Still, even if a narrative is false, people can still buy into it, and it can still shape their perceptions of the world and those around them. As the online reaction to Neely’s death shows, many Americans are fed up with being ‘made to feel unsafe’; they are sick of being confronted with the existence of inequality. Without that sense of fear and anger, it’s difficult to account for how a carriage full of onlookers could allow someone to be killed right before their eyes, or why others would take to the internet to defend this is a just comeuppance.
“The dehumanisation, criminalisation, and marginalisation of people because of their housing status, race, or unmet health and mental health needs is at the core of the failure to address the profound economic and social inequities that have fueled the housing and homeless crisis for decades,” Dave Giffen, executive director of New York-based advocacy group Coalition for the Homeless, tells Dazed. “We as a community make choices about where to invest our resources, and framing homelessness as the fault of the homeless – instead of as the result of systemic failures in housing, health and mental health care, criminal justice, etc – has served as the unspoken justification for ignoring the problem for too long.”

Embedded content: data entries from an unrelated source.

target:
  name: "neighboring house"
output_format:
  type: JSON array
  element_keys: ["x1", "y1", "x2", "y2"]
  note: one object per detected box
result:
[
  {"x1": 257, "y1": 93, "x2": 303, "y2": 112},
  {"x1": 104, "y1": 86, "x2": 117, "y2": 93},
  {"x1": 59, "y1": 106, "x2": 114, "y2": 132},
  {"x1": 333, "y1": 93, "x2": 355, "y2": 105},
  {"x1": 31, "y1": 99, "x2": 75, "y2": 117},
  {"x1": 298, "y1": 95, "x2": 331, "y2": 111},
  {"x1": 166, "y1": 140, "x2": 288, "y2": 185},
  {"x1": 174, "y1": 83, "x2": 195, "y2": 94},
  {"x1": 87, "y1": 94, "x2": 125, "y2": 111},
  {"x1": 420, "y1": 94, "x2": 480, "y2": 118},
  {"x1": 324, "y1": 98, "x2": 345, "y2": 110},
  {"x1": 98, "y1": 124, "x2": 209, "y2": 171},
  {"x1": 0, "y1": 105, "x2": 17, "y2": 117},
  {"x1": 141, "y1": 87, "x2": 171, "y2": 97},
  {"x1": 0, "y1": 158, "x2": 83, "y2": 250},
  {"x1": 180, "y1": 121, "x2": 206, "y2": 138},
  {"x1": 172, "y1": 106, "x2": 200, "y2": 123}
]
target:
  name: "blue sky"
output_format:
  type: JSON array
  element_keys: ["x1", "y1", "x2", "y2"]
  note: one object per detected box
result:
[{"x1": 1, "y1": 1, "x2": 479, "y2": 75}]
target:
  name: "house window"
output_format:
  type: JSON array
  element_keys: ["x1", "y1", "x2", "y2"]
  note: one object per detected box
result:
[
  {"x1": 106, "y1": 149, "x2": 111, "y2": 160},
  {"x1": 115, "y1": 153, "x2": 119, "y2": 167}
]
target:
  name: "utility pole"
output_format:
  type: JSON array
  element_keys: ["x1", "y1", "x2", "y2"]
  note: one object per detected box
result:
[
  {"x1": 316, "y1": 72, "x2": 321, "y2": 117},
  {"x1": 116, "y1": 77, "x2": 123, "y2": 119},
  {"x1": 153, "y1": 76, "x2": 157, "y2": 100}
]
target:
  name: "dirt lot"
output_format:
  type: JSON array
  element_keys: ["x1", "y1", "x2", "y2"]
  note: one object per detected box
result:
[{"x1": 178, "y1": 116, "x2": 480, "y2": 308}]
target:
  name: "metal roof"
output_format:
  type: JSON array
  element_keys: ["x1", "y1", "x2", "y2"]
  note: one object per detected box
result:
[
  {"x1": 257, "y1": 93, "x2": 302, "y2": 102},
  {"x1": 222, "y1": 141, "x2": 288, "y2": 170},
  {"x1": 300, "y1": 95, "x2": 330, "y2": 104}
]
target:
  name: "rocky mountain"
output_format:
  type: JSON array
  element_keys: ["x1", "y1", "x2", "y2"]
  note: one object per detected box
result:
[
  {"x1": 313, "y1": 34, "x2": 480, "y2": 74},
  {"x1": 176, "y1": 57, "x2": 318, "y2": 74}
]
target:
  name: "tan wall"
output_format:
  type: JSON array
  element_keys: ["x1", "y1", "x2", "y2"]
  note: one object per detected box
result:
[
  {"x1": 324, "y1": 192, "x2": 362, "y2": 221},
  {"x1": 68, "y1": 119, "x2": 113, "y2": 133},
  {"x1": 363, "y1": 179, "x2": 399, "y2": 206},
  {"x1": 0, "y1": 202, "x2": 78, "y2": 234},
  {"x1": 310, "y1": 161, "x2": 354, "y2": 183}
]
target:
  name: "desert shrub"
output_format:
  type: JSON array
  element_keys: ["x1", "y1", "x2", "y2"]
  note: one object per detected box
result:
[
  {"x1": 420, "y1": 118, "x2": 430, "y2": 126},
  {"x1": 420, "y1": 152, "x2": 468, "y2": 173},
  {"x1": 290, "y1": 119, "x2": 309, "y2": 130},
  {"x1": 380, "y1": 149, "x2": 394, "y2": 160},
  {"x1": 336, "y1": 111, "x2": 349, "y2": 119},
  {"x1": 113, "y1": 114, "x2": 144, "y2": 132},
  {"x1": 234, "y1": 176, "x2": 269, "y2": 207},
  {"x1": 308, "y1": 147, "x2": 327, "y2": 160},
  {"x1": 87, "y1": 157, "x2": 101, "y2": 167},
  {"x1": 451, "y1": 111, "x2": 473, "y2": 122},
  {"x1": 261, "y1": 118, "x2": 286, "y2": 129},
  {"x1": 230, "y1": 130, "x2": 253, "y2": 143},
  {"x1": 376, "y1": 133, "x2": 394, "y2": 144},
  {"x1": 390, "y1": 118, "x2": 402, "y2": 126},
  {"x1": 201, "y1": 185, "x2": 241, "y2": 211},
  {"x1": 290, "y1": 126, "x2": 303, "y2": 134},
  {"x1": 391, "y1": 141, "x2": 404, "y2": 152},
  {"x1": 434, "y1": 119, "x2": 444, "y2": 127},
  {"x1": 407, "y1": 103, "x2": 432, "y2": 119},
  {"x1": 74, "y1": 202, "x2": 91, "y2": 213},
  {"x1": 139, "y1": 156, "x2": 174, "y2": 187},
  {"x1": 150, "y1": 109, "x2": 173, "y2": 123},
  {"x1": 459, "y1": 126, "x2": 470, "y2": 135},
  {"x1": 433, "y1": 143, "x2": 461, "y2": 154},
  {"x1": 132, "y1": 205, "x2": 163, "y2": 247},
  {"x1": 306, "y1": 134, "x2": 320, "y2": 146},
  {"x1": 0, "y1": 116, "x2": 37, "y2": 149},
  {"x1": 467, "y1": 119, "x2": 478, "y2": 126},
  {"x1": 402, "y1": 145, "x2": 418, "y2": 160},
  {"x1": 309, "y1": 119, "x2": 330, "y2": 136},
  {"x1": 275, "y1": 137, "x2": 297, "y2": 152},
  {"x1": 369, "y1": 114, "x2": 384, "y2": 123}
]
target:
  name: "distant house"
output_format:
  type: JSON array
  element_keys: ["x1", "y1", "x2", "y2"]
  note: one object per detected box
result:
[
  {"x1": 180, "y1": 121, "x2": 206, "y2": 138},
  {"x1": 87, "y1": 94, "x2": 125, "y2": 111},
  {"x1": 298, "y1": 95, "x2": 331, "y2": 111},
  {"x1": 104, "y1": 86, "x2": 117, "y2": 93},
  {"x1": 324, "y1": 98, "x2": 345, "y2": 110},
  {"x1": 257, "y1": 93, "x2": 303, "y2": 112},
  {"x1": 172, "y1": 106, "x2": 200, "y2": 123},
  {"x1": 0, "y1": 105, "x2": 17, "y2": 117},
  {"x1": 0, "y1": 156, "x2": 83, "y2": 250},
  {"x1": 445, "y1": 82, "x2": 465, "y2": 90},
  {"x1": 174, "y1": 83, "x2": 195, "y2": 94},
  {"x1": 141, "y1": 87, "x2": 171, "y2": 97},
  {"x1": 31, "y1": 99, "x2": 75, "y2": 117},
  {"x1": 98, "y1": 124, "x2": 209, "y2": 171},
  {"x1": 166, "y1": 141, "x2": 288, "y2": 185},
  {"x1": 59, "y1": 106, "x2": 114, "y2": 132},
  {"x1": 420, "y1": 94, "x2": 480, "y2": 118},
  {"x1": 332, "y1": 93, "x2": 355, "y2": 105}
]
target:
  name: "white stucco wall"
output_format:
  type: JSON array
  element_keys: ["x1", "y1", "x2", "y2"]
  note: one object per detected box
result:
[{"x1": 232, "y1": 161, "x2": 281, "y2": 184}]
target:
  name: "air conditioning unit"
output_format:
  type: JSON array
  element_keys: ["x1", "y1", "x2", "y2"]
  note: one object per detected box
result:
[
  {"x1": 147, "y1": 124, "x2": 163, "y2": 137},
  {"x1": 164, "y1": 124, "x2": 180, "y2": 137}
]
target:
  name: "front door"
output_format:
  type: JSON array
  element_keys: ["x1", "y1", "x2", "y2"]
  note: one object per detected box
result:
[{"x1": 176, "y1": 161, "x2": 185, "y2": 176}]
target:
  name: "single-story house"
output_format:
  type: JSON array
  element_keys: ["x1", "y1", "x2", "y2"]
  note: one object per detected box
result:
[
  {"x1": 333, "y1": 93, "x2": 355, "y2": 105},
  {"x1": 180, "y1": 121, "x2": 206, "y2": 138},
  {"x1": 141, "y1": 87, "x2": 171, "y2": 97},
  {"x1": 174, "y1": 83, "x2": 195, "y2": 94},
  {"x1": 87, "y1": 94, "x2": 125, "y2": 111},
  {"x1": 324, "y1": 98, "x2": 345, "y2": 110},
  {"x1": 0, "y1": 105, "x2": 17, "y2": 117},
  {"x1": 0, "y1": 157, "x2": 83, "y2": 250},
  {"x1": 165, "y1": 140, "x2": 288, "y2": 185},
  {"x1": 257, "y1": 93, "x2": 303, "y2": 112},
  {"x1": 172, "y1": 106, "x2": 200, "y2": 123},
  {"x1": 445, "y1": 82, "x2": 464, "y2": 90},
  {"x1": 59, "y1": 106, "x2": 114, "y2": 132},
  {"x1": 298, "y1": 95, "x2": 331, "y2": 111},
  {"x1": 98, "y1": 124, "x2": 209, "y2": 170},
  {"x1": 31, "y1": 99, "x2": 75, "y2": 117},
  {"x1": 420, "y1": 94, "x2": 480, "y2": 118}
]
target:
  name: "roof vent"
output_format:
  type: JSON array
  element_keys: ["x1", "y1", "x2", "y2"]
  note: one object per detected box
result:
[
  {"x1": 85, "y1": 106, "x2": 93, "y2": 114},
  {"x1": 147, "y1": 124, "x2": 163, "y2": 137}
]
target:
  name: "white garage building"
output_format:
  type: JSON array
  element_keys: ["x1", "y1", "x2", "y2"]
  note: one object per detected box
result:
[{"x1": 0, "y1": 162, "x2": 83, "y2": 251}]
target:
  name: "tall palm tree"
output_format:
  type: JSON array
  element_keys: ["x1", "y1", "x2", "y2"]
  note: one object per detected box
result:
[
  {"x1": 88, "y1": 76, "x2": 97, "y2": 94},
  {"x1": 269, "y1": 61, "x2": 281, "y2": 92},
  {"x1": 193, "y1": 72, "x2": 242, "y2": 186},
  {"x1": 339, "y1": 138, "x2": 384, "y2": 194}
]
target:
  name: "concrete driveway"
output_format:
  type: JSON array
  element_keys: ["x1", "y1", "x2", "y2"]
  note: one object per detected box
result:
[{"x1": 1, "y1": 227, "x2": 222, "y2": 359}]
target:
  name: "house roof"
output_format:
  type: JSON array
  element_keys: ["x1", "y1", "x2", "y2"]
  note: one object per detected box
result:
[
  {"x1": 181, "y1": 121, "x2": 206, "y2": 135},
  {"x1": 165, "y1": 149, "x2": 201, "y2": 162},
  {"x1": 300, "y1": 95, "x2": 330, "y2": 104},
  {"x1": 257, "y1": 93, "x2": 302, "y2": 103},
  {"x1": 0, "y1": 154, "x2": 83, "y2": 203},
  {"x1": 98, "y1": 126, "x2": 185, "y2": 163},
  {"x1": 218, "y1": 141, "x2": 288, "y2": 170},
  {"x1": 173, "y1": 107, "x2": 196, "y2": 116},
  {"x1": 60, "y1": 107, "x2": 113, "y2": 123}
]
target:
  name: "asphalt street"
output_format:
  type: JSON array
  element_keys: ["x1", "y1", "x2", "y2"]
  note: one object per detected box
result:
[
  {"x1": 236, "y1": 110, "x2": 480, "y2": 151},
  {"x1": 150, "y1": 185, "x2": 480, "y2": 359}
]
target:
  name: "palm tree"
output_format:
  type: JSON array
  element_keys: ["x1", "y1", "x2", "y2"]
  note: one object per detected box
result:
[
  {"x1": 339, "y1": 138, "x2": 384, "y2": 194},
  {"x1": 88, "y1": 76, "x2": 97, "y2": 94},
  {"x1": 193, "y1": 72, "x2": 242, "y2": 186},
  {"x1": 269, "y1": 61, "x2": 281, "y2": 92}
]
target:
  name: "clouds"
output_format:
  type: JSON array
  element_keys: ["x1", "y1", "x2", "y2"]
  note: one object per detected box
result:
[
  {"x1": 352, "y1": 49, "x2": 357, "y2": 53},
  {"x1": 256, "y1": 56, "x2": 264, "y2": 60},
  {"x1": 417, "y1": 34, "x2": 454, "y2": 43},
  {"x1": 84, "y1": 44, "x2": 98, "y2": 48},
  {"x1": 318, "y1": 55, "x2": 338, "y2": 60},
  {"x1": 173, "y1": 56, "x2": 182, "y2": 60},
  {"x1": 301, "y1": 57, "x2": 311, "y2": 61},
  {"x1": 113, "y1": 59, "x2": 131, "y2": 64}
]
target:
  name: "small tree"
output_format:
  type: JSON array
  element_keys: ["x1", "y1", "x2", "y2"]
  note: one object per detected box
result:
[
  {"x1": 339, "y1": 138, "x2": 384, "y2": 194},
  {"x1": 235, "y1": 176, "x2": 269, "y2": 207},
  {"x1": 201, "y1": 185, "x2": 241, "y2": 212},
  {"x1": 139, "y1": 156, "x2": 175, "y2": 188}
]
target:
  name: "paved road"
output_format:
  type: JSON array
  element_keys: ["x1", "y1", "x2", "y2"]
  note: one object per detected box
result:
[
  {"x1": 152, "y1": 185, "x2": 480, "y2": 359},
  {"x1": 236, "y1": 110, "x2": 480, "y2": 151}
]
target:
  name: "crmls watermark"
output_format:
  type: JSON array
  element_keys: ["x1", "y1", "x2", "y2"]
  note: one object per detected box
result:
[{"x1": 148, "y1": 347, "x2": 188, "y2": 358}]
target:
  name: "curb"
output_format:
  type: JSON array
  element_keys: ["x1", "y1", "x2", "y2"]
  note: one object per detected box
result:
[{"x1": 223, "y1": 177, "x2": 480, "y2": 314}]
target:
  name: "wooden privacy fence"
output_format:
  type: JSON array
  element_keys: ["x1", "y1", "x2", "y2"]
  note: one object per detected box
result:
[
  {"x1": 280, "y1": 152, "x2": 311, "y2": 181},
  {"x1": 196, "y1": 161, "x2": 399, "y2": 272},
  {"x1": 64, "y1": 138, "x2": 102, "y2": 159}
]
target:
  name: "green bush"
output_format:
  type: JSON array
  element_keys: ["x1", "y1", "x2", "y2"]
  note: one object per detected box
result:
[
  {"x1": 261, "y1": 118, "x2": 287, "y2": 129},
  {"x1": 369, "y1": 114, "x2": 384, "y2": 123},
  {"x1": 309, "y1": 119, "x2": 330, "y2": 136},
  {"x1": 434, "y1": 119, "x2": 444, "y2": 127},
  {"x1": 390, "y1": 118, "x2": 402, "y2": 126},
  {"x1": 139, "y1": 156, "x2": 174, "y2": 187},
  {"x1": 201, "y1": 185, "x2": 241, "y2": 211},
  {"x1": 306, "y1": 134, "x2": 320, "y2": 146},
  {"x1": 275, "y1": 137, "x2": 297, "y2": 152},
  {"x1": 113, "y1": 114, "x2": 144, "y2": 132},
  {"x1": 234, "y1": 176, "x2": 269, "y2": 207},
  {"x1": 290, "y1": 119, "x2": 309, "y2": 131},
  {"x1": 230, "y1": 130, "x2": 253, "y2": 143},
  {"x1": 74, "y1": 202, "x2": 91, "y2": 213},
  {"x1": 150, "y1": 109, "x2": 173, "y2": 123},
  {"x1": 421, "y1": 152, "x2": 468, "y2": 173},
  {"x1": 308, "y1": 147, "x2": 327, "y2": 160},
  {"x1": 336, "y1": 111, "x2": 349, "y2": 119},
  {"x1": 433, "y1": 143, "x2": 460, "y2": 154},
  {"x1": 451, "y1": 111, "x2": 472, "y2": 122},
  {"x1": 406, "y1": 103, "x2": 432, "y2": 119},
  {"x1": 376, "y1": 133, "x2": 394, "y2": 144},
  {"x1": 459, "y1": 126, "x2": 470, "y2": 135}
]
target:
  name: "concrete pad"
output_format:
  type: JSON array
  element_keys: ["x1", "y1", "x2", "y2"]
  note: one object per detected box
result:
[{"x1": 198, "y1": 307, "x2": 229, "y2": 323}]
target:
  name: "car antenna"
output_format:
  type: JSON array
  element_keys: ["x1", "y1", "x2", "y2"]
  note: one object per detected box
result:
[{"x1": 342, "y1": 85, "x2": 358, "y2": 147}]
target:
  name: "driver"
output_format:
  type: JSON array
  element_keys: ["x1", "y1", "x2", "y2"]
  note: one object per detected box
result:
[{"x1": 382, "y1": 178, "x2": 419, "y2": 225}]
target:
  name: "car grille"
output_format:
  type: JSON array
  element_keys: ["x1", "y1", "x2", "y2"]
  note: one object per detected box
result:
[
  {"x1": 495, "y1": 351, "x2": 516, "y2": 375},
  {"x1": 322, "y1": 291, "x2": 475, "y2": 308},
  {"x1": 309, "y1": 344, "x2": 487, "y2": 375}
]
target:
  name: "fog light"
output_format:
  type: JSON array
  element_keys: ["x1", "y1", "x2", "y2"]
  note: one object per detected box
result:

“When a human being – and one with a mental illness and who is desperate for help – is brutally murdered by an ex-marine in front of a subway car full of people, and it’s even caught on video, it’s a pretty low bar to expect that there would be some legal consequences for the attacker” – Dave Giffen
As Giffen sees it, it’s understandable that people might feel unsettled and unsafe when they see someone acting out, especially in a closed subway car. “But the fact is that homeless individuals are far more likely to be victims of crimes than perpetrators. This incident tragically makes that point.” This is also true of mental illness: people who experience conditions like schizophrenia and psychosis are more likely to be victims of crime than perpetrators. And this is only going to be exacerbated in a country where there are many barriers to mental health treatment; last year it was reported that less than half of Americans with a mental disorder get adequate treatment. Research also suggests that the broader public typically exaggerates the link between violence and mental illness, and over-estimate their own risk. In other words, just because someone is making you feel unsafe, that doesn't mean they pose a threat. We can’t talk about making our cities safe, in the abstract, without that encompassing their most vulnerable inhabitants.
When the news of Neely’s death initially broke, it was reported that the perpetrator was released by the police without charge. Yesterday (May 4), it was announced that the incident is now being treated as a homicide. But Giffen doesn’t see this as a cause for celebration. “When a human being – and one with a mental illness and who is desperate for help – is brutally murdered by an ex-marine in front of a subway car full of people, and it’s even caught on video, it’s a pretty low bar to expect that there would be some legal consequences for the attacker,” he says. “If we’re celebrating the fact that it’s not acceptable to kill people merely for creating some minor disruption in public, we need to up our standards.”
There is no positive spin on such a tragic and brutal crime, but we can hope that Neely’s death will serve as a wake-up call. “There are a growing number of people in NYC who do understand that housing must be a human right, and that everyone who needs it should have access to voluntary mental health care,” says Giffen. “We just need our elected officials to stop offering panaceas and half-measures and instead commit the resources needed to turn things around.”